Gli stessi studi riportano come, le persone che conoscono persone affette da COVID-19 o che hanno subito un lutto a causa di esso, riportano una più alta intensità emotiva, impressioni sensoriali più realistiche e senso di frustrazione nella maggior parte dei loro sogni.

Si può pensare che conoscere persone affette o decedute a causa del COVID possa aver portato gli individui coinvolti a sperimentare esperienze emotive intese che possono aver stimolato un’attività onirica di maggiore carico emotivo negativo e vividezza. Infatti, come abbiamo detto, eventi significativi della vita reale vanno a influenzare il contenuto dei nostri sogni, reinterpretando il nostro vissuto rispetto a ciò che viviamo e sperimentiamo nella vita “da svegli”.

Un elemento molto interessante da sapere rispetto a questo tema, emerso nelle ricerche, è che i contenuti dei sogni di molte persone di diverse parti del mondo sono simili. Ci si trova in situazioni all’esterno del contesto dove si sta vivendo il lockdown quali strade, spiagge, bar affollati di persone, conosciute e non, in spazi pieni di oggetti vari e spesso con animali.

Questo potrebbe essere interpretato come un desiderio di socializzazione, relazioni, contatti fisici espressi nei nostri sogni mentre stiamo vivendo una situazione di isolamento, mancanza di socialità e lontananza.
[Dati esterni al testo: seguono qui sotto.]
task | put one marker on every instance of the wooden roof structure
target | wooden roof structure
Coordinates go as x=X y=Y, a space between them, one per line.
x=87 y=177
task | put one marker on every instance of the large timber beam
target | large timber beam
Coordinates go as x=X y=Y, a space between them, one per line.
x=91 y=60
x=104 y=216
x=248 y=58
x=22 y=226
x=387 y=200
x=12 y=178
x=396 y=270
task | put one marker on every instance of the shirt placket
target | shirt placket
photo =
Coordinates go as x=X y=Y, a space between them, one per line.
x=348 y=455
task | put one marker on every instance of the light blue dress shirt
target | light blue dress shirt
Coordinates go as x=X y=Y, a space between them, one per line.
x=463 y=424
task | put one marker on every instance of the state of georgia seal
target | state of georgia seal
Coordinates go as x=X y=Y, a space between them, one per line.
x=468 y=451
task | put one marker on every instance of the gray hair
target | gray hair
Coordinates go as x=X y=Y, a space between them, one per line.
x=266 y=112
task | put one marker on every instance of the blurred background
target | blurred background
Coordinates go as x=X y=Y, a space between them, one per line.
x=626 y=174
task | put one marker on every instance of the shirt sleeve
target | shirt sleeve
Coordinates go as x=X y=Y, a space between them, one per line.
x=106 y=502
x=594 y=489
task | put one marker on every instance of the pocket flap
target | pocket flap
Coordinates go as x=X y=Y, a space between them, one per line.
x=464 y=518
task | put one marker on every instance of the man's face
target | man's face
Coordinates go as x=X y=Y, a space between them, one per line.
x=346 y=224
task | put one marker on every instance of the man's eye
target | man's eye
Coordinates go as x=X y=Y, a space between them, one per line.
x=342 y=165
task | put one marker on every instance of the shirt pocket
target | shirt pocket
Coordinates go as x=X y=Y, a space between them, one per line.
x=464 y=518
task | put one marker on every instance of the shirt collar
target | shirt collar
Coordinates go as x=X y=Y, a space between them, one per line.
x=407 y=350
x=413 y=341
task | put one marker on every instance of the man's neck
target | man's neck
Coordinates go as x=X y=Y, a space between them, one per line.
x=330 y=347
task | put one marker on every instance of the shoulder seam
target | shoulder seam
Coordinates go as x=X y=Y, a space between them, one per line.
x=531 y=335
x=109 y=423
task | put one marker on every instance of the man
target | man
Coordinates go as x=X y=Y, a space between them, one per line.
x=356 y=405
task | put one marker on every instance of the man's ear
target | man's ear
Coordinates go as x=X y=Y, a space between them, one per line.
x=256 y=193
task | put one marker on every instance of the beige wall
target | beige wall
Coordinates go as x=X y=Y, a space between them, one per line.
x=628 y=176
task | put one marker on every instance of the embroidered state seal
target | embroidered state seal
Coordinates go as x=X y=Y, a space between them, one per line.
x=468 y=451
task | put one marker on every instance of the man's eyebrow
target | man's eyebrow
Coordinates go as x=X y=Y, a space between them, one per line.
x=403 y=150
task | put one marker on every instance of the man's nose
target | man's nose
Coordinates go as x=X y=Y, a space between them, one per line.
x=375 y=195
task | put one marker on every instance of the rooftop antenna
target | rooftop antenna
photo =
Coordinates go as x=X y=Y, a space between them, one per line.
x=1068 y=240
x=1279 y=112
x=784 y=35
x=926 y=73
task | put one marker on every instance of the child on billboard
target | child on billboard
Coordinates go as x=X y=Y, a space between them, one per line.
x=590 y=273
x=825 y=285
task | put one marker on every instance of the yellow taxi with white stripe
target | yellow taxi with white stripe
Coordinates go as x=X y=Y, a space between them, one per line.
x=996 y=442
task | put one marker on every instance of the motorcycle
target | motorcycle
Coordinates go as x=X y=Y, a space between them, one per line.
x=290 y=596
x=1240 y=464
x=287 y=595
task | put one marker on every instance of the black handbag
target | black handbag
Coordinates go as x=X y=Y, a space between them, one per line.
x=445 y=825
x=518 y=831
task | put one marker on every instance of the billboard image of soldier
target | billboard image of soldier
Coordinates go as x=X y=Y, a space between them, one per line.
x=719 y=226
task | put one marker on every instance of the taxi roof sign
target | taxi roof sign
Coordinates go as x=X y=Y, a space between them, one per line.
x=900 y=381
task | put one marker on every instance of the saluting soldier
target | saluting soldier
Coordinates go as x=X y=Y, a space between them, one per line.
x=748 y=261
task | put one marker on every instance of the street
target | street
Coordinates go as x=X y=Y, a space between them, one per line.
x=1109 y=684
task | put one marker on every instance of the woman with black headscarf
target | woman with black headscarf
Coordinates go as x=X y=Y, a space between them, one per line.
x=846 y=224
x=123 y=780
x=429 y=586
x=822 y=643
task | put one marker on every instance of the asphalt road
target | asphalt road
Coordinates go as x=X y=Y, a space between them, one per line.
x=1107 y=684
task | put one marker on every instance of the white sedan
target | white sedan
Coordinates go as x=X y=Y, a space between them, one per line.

Molto comune è, inoltre, sognare persone che hanno fatto parte della nostra vita ma nel passato (compagni di scuola, ex-fidanzati, insegnanti) in situazioni di vita normali e attuali. Potremmo pensare che i nostri sogni cerchino di sottolineare l’importanza delle relazioni ricordando un passato fatto di significati e contatti che ora non possiamo vivere.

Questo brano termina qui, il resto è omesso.